FP7 logo euThe ESNATS project has received funding from the European Community's Seventh Framework Programme (FP7/2007-2013) under grant agreement n° HEALTH-F5-2008-201619

Embryonic Stem cell-based Novel Alternative Testing Strategies

Project overview

The aim of the ESNATS project is to develop a novel "all-in-one" toxicity test platform based on embryonic stem cells (ESCs), in particular human ESC (hESCs), to accelerate drug development, reduce related R&D costs and propose a powerful alternative to animal tests in the spirit of the "Three R principle".

ESNATS addresses current shortcomings in drug toxicity testing:

  • Testing takes place late in the development cycle, implying use of high numbers of animals and generating significant costs,
  • Animal-based test systems bear the risk of non-prediction due to inter-species variation,
  • In vitro assays rely on primary cells or cells lines of malignant origin that are hard to standardise and limited in regard to quantity, homogeneity and genetic diversity,
  • Existing assay systems based on primary animal cell lines do not reliably represent the physiological situation of cells in native tissue.

To overcome these shortcomings, ESNATS will develop a novel testing system taking advantage of the unique potential of ESCs, including:

  • their capacity to self renew, constituting an unlimited source of standardised cells,
  • their pluripotency, providing a source for cells of different phenotypes required for toxicity testing,
  • the physiological relevance of ESC-derived somatic cells for toxicity endpoints, guaranteeing high test predictivity,
  • at least for murine ESC (mESC), their easy genetic manipulation, allowing use of reporter gene expression as a powerful toxicity testing tool.

esnats To reach the project goals, a battery of toxicity tests will be developed using ESC lines subjected to standardised culture and differentiation protocols. Tests will cover embryoid bodies in several stages of development and differentiated derivatives including gamete and neuronal lineages, complemented with systems for hepatic metabolism. Genomics approaches will be used to determine predictive toxicogenomics signatures. The individual tests will be integrated into an "all-in-one" test system. To ensure later industrial usage, concepts for automated ESC culture will be developed and the test systems will be scaled up. In a later stage of the project, the predictivity, quality and reproducibility of the test strategy will be evaluated in a proof of concept study.
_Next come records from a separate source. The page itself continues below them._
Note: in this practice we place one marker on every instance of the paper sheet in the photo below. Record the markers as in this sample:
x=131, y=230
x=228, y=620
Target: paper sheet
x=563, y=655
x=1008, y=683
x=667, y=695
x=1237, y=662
The results of ESNATS are expected to have an impact at several levels:

  • on pharmaceutical R&D, by reducing costs for clinical trials as the number of unsuccessful candidate drugs are eliminated earlier in the testing process and productivity increases with better testing strategies;
  • on public health, by contributing to the production of safer and cheaper drugs which will be available much quicker;
  • on European stem cell research, by providing new technologies for stable hESC culture, improved protocols for hESC differentiation and a world leading toxicogenomic database.